Elle ne sut si c'était le ton confiant du Lord ou son envie de chaleur humaine suite aux propos de Roy, mais elle accepta son offre sans piper mot. Une agréable chaleur irradiait du corps du Primum, repoussant la fraicheur de l'orage. Peu à peu sa peine reflua et son corps tomba dans une douce torpeur. Elle s'endormit, ignorante de l'énigme qu'elle représentait pour un certain tigre.

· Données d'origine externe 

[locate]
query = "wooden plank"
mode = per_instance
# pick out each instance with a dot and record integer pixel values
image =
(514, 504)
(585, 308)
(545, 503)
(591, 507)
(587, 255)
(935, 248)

Thémis se réveilla au soudain coup de canne de San Silvestre, la calèche ralentissait. Elle se pencha vers la fenêtre, tentant d'apercevoir Barowmerry Entreprise, mais l'abondante pluie qui s'abattait sur Londres rendait la visibilité difficile. Toutefois ils pouvaient entendre divers bruits fendre la vapeur des cheminées de combustion. Ils étaient arrivés.

Ils marchèrent l'un à côté de l'autre, serrés et protégés par un seul parapluie. San Silvestre cherchait une échappatoire à l'étrange sensation de confort qui régnait entre eux. L'inspectrice, quant à elle, se sentait gênée d'une telle proximité. Elle préféra donc ignorer ce sur quoi elle n'avait aucune emprise, et se concentrer sur l'interrogatoire à venir. Une boule d'angoisse grandissait en Thémis. Dominant le quartier industriel, l'entreprise familiale sortait de l'ordinaire. D'énormes tentacules métalliques émergeaient telles des bras aux longs doigts des quatre coins de la manufacture. Leur fonction était capitale : porter de lourdes charges et aider les techniciens dans leur travail. Une intelligence artificielle crée par Gaspard et Roy, un secret jalousement gardé par les salariés. Lord Richard y tenait. Une des multiples choses que Thémis ne comprenait pas : pourquoi garder le génie de ses frères pour eux ? Comment avait-il fait pour s'assurer de leurs fidélités ? En y pensant bien, elle ne voulait pas savoir pour ce dernier point. Elle ne pouvait imaginer son père menacer voir pire, tuer des hommes pour son profit personnel. Après tout, il l'avait accueilli chaleureusement et traité comme sa propre fille.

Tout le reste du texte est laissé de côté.